Was sich Rafsandschani vorstellt - und wo genau er sich aufhält - ist unklar. Die Opposition zu unterstützen, hieße den offenen Konflikt mit den mächtigsten Männern im Gottesstaat zu suchen. Die kurzzeitige Festnahme seiner Angehörigen sei «eine deutliche Botschaft, wo ein direkter Konflikt mit dem Regime hinführen kann», erklärte Michael Wahid Hanna, Iran-Experte der New Yorker Denkfabrik Century Foundation. «Das war eine Warnung, was auf dem Spiel steht und was der Preis ist, wenn Rafsandschani nicht still halten will.»

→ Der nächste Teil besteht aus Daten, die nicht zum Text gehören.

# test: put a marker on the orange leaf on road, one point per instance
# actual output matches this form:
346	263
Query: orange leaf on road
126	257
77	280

Freitagspredigt deutliche Niederlage

Der 75-Jährige, einst ein enger Gefolgsmann von Revolutionsführer Ayatollah Ruhollah Chomeini, war zwischen 1989 und 1997 Präsident. Bei einem dritten Anlauf 2005 unterlag er in einer Stichwahl gegen Ahmadinedschad. Heute leitet er die Expertenversammlung, ein Gremium aus 86 Geistlichen, das die Arbeit Chameneis zu kontrollieren und gegebenenfalls einen Nachfolger für den geistlichen Führer zu bestimmen hat. Außerdem sitzt er dem Schlichtungsrat vor, der in Streitfällen zwischen dem Parlament und dem als eine Art Verfassungshüter dienenden Wächterrat vermittelt.

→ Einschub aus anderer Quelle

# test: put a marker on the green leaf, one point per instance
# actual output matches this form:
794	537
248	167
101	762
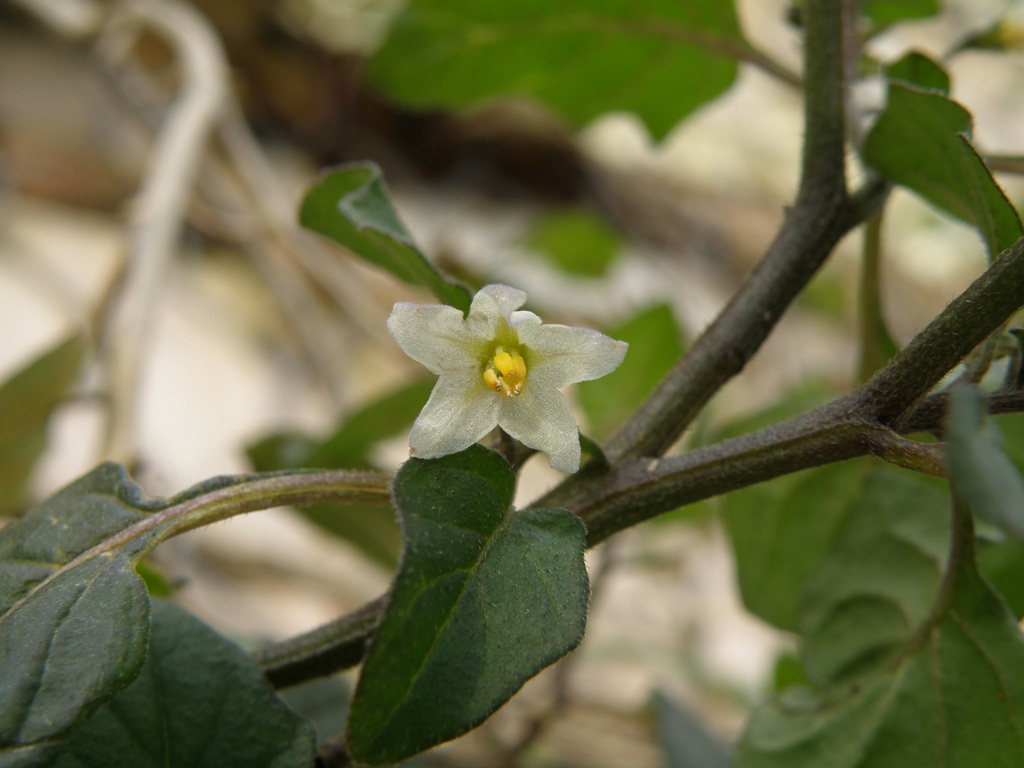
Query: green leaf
954	698
916	69
485	598
73	628
350	206
879	580
978	467
577	242
922	141
199	700
75	614
371	528
685	740
782	530
655	344
27	400
658	58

Ahmadinedschad hat ihn und Mitglieder seiner Familie öffentlich der Korruption beschuldigt. Dass sich Chamenei am Freitag so deutlich hinter den Präsidenten stellte, könnte nach Ansicht von Beobachtern ein Anzeichen dafür sein, dass Rafsandschanis Einfluss schwindet. «Das kann als deutliche Niederlage für Rafsandschani und den politischen Kurs betrachtet werden, für den er eintritt», urteilte Frederic Tellier von der International Crisis Group in Brüssel.

"Sohn der Revolution"

Als Vorsitzender der Expertenversammlung habe Rafsandschani gegenüber Chamenei und Ahmadinedschad immer noch etwas in der Hand, schätzte Iran-Experte Aliresa Nader von der Rand Corporation ein. Allerdings habe Chamenei einen Brief ignoriert, in dem Rafsandschani ihn ersucht habe, Ahmadinedschad zur Zurückhaltung aufzufordern. Das sei «von vielen Iranern als Rüffel für Rafsandschani und seine Rolle im politischen System aufgefasst worden». Sein Einfluss könne daher erheblich abgenommen haben.

«Rafsandschani ist ein Sohn der Revolution», sagte Tellier. «Doch seine eigene Zukunft hängt davon ab, wie weit der religiöse Führer Ahmadinedschad mit seinen Angriffen auf Rafsandschani und dessen Familie zu gehen erlaubt.»